Saat batu yang gugur dari atas gunung, terutama jika ukurannya besar, kekuatannya dapat menciptakan getaran dan tekanan besar pada tanah di sekitarnya, yang dapat memicu longsor atau tanah runtuh. Batu-batu yang gugur dari atas gunung juga dapat menimbulkan gelombang kejut ketika terjatuh, yang dapat merusak bangunan dan memicu tsunami di daerah pesisir.
Kalau dikatakan batu-batu yang jatuh berguguran itu disebab takutnya kepada Allah SWT, sebenarnya tidak keliru juga. Sebab batu itu tunduk pada hukum gravitasi yang telah Allah SWT tetapkan, dimana batu itu punya masa yang besar, kalau berada di ketinggian tertentu seperti di gunung, lalu tergeser maka pastilah akan meluncur turun ke bawah.
Boleh jadi bebatuan dalam ukuran raksana dan jumlah yang besar akan meruntuhkan suatu desa dan menguburnya ke dalam bumi. Hal yang sering kita saksikan ketika dampak erupsi gunung berapi terjadi. Namun setelah itu justu masyarakat di sekitarannya akan merasakan kemakmuran luar biasa. Karena batu-batu itu justru laku dijual mendatangkan rejeki, padahal batu-batu itu datang sendiri tanpa diminta.
Setelah menyebutkan tiga batu dengan tiga fenomena masing-masing, kira-kira apa yang ingin disampaikan?
Banyak mufassir yang mengatakan bahwa Allah SWT sedang membandingkan kerasnya hati Bani Israil dibandingkan dengan kerasnya batu. Batu yang keras sekali itu saja masiih bisa juga memancarkan air bahkan menjadi sungai-sungai. Lalu batu yang sebegitu kerasnya bahkan bisa juga pecah dan merembes air keluar dari sela-selanya. Bahkan batu di atas gunung pun bisa turun ke bawah berguguran. Tetapi hati Bani Israil itu sudah membatu bahkan lebih keras dari batu manapun di dunia ini.
وَمَا اللَّهُ بِغَافِلٍ عَمَّا تَعْمَلُونَ
Lafazh ghafil (غَأفِل) artinya lengah yang berbeda dengan jahil (جَأهِل). Kalau jahil itu tidak tahu dalam arti keseluruhan, sedangkan lengah itu pada dasarnya sudah tahu secara umum. Namun orang yang sudah tahu secara umum terkadang ‘lengah’ pada bagian tertentu atau pada waktu tertentu dan dalam kondisi tertentu.
Maka apa yang ingin diungkap dalam dalam hal ini bahwa sesungguhnya Allah SWT sama sekali tidak pernah lengah dari apa yang kamu lakukan. Dan itu lebih dari sekedar tahu.

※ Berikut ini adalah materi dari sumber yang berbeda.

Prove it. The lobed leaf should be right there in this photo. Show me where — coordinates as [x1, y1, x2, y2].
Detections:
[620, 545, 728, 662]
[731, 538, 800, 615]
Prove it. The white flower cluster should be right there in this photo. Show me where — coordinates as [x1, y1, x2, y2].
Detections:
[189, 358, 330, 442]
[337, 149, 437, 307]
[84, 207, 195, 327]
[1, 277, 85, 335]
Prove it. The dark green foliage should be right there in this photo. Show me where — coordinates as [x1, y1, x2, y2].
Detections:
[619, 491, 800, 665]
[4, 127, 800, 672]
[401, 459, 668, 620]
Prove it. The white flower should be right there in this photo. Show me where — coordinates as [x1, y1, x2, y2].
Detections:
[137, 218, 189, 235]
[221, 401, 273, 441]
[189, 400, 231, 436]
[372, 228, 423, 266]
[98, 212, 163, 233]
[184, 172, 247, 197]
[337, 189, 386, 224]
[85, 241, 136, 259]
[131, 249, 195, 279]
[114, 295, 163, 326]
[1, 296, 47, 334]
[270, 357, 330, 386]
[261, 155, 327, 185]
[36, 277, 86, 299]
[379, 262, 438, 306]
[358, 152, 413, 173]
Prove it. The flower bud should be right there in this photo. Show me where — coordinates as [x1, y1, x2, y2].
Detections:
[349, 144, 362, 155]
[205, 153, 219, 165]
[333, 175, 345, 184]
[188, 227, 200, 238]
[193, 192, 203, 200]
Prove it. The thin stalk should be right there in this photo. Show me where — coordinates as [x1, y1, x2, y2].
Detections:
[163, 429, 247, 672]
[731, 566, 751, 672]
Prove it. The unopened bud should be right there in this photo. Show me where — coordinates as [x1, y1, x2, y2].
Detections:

Sedangkan lafazh maa ta’malun (ماَ تَعْمَلُون) artinya apa-apa yang kamu lakukan. Dalam hal ini maksudnya bahwa Allah SAW tidak lengah terhadap apa-apa yang kamu kerjakan.
Sedangkan siapakah kamu yang dimaksud dalam ayat ini, Ath-Thabari dalam Jami’ Al-Bayan[1] menyebutkan bahwa mereka adalah orang-orang Yahudi Bani Israil yang tidak mau mengakui kenabian Muhammad SAW dan juga mengingkari ayat Al-Quran yang turun kepada Beliau SAW.
Sedangkan yang Allah SWT awasi terus adalah perbuatan mereka yang selalu bikin ulah kepada Nabi SAW.